The Canadian Broadcasting Corporation and the Canadian Media Guild are now hammering out details of a proposal to get workers back on the job this week after a seven-week lockout.
The two sides met briefly with federal Labour Minister Joe Fontana Monday (Oct. 4) for a brief meeting after an agreement in principle was struck to resolve the dispute. The new contract will run to March 31, 2009.
The CBC locked out 5,500 members of the CMG Aug. 15 after negotiations on a new collective agreement broke down. The CMG represents on-air, production, technical and administrative staff outside of Quebec.

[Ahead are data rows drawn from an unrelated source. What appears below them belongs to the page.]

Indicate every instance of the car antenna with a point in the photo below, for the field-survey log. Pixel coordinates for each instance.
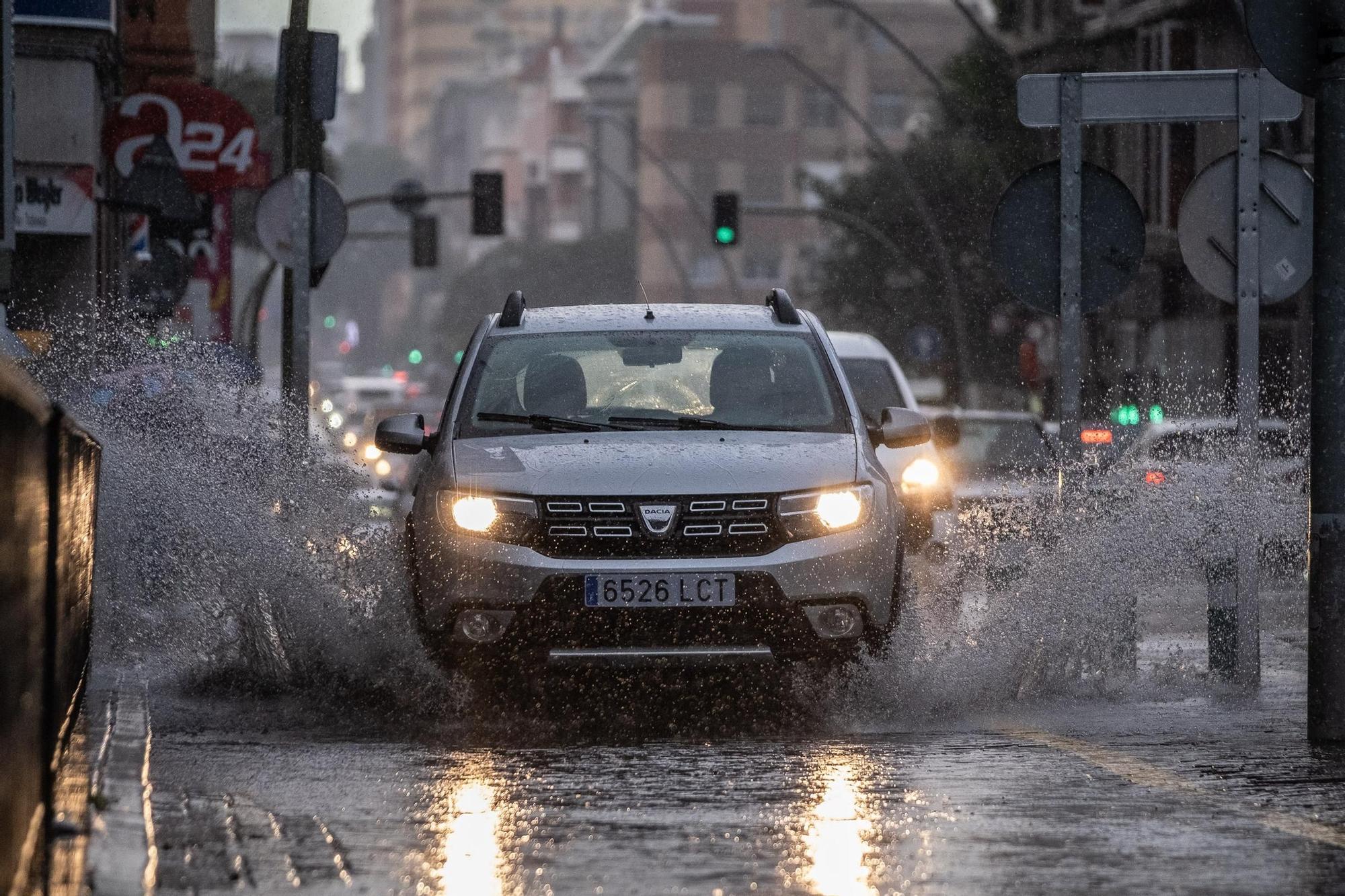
(649, 309)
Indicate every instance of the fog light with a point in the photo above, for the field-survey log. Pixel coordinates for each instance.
(836, 620)
(484, 626)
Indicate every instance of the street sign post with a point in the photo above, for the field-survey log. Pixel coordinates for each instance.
(1073, 101)
(1304, 44)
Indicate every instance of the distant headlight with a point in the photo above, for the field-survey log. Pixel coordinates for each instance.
(475, 513)
(809, 514)
(919, 475)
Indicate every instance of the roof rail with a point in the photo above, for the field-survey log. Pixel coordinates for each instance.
(783, 307)
(514, 306)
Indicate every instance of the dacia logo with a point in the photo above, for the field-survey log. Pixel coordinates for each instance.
(658, 518)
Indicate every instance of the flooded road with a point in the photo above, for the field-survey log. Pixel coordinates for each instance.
(1118, 794)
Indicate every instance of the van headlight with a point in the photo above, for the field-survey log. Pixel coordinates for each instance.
(808, 514)
(921, 474)
(498, 517)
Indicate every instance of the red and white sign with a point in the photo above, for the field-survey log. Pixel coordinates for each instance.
(212, 135)
(54, 200)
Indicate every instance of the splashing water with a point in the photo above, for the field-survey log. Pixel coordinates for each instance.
(228, 557)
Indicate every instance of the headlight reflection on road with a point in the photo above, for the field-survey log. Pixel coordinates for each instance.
(837, 858)
(474, 860)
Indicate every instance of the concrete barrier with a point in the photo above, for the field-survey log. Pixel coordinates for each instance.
(49, 483)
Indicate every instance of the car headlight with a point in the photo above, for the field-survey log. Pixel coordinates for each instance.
(475, 513)
(497, 517)
(919, 475)
(817, 513)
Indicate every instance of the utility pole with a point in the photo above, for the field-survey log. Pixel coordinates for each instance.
(1327, 580)
(303, 149)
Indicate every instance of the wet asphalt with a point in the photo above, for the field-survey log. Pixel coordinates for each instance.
(1167, 786)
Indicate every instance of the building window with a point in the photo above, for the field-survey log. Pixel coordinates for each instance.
(765, 182)
(765, 107)
(762, 264)
(705, 106)
(888, 111)
(820, 110)
(704, 182)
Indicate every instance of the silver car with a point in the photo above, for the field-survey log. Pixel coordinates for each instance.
(634, 486)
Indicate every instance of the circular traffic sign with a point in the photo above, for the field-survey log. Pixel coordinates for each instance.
(1285, 36)
(275, 220)
(1208, 228)
(1026, 237)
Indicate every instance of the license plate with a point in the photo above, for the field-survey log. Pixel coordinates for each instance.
(658, 589)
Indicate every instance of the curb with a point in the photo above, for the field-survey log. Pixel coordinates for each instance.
(123, 856)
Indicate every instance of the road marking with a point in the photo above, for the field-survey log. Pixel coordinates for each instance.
(1147, 775)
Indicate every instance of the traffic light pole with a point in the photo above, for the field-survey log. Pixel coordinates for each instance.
(301, 154)
(1327, 579)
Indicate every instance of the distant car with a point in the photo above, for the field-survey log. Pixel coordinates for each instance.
(653, 487)
(1187, 464)
(878, 382)
(1004, 474)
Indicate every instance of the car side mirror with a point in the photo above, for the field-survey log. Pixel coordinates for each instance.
(401, 435)
(948, 432)
(900, 428)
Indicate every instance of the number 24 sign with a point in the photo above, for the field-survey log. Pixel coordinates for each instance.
(212, 135)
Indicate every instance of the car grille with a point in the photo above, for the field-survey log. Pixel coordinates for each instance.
(576, 528)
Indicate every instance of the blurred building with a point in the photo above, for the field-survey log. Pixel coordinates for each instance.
(1167, 341)
(424, 45)
(693, 97)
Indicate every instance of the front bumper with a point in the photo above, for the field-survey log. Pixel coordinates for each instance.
(552, 626)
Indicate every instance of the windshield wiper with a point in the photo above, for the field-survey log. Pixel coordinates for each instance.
(695, 423)
(547, 423)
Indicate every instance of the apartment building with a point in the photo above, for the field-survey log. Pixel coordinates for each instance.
(696, 97)
(424, 45)
(1167, 334)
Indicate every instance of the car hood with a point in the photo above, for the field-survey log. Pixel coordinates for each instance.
(656, 463)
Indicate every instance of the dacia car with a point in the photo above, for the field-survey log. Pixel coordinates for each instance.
(662, 485)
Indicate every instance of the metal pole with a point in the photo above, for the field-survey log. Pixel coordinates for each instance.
(1071, 272)
(1327, 580)
(1246, 478)
(294, 357)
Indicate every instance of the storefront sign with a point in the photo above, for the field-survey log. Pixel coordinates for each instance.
(54, 201)
(212, 135)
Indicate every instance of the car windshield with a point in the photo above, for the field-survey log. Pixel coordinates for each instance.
(1001, 446)
(747, 380)
(1217, 444)
(874, 386)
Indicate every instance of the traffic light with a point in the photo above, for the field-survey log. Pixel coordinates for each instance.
(488, 204)
(726, 220)
(424, 241)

The CBC had faced a serious deadline this week when the National Hockey League returns from its lost season. Unless the dispute was settled by Oct. 8, when the Montreal Canadians visit the Toronto Maple Leafs for CBC’s first scheduled telecast, the show would have been produced by CBC management-meaning no play-by-play or unionized voices.
CBC spokesman Jason MacDonald indicated that the broadcaster is hopeful that TV and radio staff will be able to return within days. “We want people coming back this week and programming returning to normal this week,” he said.
Canada’s musical artists, writers and actors greatly depend on the CBC for promotion of their latest creative works. Regionally, there are only a handful of community and college radio stations as outlets. Labels, with blues, folk, roots and classical acts, were forced to shift their promotional efforts to print and college radio.
Key to the pact was that management agreed to cap the number of fixed-term contract workers employed at CBC at 9.5 per cent of the full-time work force.
The future role of contract workers within the corporation had been a sticking negotiating point throughout the dispute. Also under the proposal, wages will increase by 12.6 per cent over the life of the contract.